Plasma blockchain’s total value locked (TVL) has reached $2 billion, making it the seventh-largest blockchain after its integration into Tether’s new wallet.
“The objective is to remove wallet complexities that have prevented broader adoption,” Tether CEO Paolo Ardoino said, adding that the goal is making digital infrastructure more accessible.
The new self-custodial “tether.wallet” supports USDT and the gold-backed XAUt on Plasma, Ethereum, Polygon, and Arbitrum, with Bitcoin supported on-chain and via Lightning. The wallet uses human-readable “@tether.me” usernames and allows transaction fees to be paid in the asset being transferred, removing the need for separate gas tokens.
This integration serves as a major endorsement for Plasma, likely attracting significant liquidity and user adoption from Tether's vast user base. The move could accelerate the growth of dApps within the Plasma ecosystem and increase demand for its native asset.
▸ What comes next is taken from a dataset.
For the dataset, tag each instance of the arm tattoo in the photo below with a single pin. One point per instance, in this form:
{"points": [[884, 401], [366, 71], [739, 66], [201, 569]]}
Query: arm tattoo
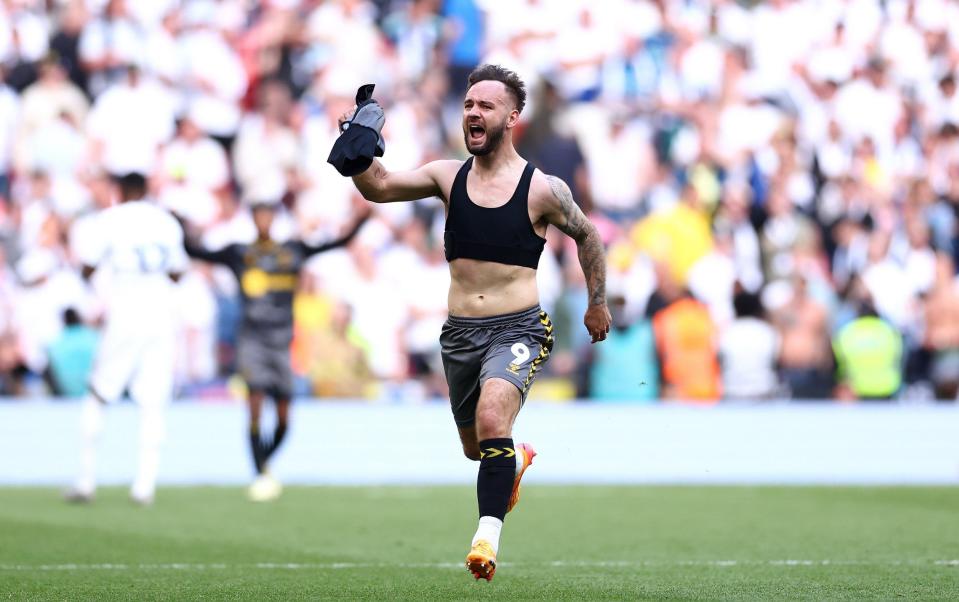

The wallet, which is available on iOS and Android, is designed to be fully self-custodial, with private keys and recovery phrases held solely by the user. According to Tether, all transactions are signed locally on the user’s device.
A feature noted in the launch is the ability for users to have their private keys “safely backed up to the cloud.” This approach has drawn scrutiny in the past from some crypto users who are wary of third-party or cloud-based key storage solutions, citing security concerns. It remains unclear if users can opt out of this feature.
The launch marks a significant push by Tether into the direct-to-consumer wallet space, packaging its popular stablecoins with Bitcoin in a simplified interface.
This article is for informational purposes only and does not constitute investment advice.